Fusion or Confusion? Multimodal Complexity Is Not All You Need
This work addresses methodological rigor in multimodal learning research, highlighting that incremental architectural novelty may not yield reliable gains, which is important for researchers and practitioners seeking robust and trustworthy evaluations.
The authors challenged the assumption that complex multimodal architectures improve performance by conducting a large-scale empirical study of 19 methods under standardized conditions, finding that a simple late-fusion Transformer baseline (SimBaMM) often performs on par with or better than more complex methods, especially in small-data settings.
Deep learning architectures for multimodal learning have increased in complexity, driven by the assumption that multimodal-specific methods improve performance. We challenge this assumption through a large-scale empirical study reimplementing 19 high-impact methods under standardized conditions. We evaluate them across nine diverse datasets with up to 23 modalities, and test their generalizability to new tasks beyond their original scope, including settings with missing modalities.

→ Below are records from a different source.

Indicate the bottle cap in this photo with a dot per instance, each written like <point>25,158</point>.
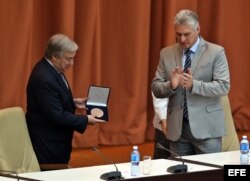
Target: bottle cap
<point>135,147</point>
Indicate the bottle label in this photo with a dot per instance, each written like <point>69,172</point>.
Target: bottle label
<point>135,158</point>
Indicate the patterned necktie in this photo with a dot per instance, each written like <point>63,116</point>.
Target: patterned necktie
<point>186,66</point>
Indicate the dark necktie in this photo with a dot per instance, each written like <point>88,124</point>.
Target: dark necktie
<point>186,66</point>
<point>64,79</point>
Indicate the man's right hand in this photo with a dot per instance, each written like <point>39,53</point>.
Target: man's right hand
<point>176,76</point>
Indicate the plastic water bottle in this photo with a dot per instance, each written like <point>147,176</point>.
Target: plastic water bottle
<point>135,160</point>
<point>244,149</point>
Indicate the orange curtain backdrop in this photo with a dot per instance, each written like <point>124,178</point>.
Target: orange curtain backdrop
<point>119,44</point>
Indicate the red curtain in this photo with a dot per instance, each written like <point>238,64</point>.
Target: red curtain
<point>119,44</point>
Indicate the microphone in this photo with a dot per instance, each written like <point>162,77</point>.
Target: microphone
<point>114,175</point>
<point>180,168</point>
<point>9,174</point>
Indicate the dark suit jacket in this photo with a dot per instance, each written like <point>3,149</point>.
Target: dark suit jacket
<point>50,115</point>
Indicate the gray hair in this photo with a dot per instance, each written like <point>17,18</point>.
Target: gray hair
<point>187,17</point>
<point>58,44</point>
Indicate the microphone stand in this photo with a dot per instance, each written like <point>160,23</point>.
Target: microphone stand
<point>113,175</point>
<point>179,168</point>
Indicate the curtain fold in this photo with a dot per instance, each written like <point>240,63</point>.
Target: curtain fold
<point>119,45</point>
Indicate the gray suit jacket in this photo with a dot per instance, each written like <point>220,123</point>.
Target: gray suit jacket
<point>211,80</point>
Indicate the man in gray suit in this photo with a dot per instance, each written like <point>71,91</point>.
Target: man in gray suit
<point>195,114</point>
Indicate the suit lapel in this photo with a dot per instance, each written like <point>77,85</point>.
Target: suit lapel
<point>58,78</point>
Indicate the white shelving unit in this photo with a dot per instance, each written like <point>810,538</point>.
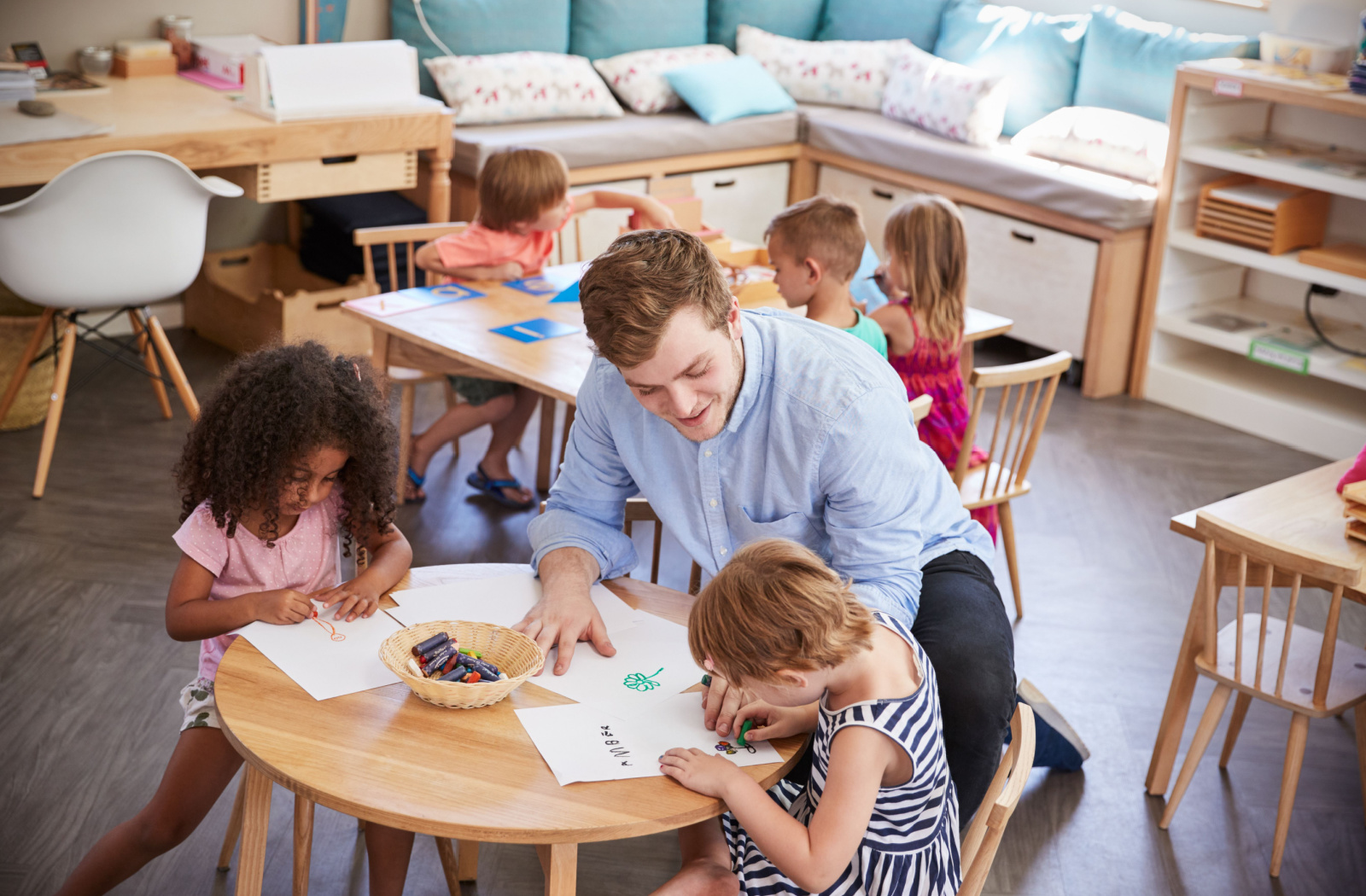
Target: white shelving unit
<point>1209,304</point>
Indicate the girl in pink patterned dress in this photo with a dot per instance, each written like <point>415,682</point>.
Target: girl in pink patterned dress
<point>291,459</point>
<point>925,277</point>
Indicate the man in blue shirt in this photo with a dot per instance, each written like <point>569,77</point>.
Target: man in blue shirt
<point>744,425</point>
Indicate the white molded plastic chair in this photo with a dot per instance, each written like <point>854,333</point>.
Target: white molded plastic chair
<point>113,234</point>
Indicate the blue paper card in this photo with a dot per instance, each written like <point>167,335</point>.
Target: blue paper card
<point>536,329</point>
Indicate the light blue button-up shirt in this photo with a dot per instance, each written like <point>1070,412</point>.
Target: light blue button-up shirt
<point>820,448</point>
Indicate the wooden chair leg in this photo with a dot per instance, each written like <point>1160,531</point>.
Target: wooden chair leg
<point>1290,783</point>
<point>182,384</point>
<point>302,843</point>
<point>20,369</point>
<point>1235,725</point>
<point>407,406</point>
<point>149,361</point>
<point>1008,541</point>
<point>1208,723</point>
<point>56,402</point>
<point>230,837</point>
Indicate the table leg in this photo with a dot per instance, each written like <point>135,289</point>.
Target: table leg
<point>560,862</point>
<point>256,820</point>
<point>1179,694</point>
<point>302,843</point>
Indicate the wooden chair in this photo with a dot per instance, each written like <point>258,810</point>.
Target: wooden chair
<point>402,273</point>
<point>984,835</point>
<point>1311,673</point>
<point>1035,382</point>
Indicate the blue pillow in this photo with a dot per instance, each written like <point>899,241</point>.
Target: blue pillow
<point>1036,52</point>
<point>881,20</point>
<point>470,27</point>
<point>605,27</point>
<point>1130,63</point>
<point>790,18</point>
<point>728,89</point>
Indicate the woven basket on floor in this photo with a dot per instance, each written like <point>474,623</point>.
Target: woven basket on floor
<point>512,652</point>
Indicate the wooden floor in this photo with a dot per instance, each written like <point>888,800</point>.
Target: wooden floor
<point>89,678</point>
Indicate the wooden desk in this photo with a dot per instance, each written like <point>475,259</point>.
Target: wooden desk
<point>1304,514</point>
<point>469,775</point>
<point>204,129</point>
<point>455,338</point>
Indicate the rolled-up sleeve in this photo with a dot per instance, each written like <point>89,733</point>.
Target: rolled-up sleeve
<point>587,503</point>
<point>873,511</point>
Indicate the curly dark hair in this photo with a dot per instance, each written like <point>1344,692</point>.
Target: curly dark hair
<point>277,406</point>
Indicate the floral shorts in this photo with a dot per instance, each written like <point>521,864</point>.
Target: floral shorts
<point>197,702</point>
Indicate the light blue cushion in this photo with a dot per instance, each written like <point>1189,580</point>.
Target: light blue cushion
<point>607,27</point>
<point>790,18</point>
<point>1036,52</point>
<point>1130,63</point>
<point>470,27</point>
<point>883,20</point>
<point>730,89</point>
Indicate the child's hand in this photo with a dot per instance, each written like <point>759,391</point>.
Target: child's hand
<point>705,773</point>
<point>355,598</point>
<point>283,607</point>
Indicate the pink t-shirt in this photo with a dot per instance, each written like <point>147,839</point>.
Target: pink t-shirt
<point>305,561</point>
<point>477,246</point>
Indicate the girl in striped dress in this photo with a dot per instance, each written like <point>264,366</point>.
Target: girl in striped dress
<point>880,813</point>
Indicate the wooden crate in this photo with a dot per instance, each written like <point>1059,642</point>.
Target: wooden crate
<point>339,175</point>
<point>249,298</point>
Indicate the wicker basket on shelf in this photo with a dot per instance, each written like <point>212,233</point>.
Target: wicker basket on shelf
<point>512,652</point>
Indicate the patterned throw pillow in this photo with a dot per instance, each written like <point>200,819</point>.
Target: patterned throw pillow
<point>947,99</point>
<point>639,79</point>
<point>835,73</point>
<point>525,86</point>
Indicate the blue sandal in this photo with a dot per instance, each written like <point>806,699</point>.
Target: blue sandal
<point>493,488</point>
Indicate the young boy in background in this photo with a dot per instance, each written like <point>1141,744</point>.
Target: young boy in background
<point>523,202</point>
<point>816,247</point>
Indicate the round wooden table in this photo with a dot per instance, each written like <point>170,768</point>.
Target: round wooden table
<point>470,775</point>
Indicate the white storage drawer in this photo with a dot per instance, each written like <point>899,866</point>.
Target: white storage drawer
<point>1040,277</point>
<point>742,201</point>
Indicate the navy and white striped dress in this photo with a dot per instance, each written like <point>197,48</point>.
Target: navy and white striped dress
<point>912,841</point>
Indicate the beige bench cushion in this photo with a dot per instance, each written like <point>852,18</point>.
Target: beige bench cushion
<point>1001,170</point>
<point>633,137</point>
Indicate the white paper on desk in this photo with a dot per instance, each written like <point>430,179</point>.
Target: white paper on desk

We propose a Simple Baseline for Multimodal Learning (SimBaMM), a late-fusion Transformer architecture, and demonstrate that under standardized experimental conditions with rigorous hyperparameter tuning of all methods, more complex architectures do not reliably outperform SimBaMM. Statistical analyses show that complex methods perform on par with SimBaMM and often fail to consistently outperform well-tuned unimodal baselines, especially in small-data settings. To support our findings, we include a case study highlighting common methodological shortcomings in the literature followed by a pragmatic reliability checklist to promote comparable, robust, and trustworthy future evaluations. In summary, we argue for a shift in focus: away from the pursuit of architectural novelty and toward methodological rigor.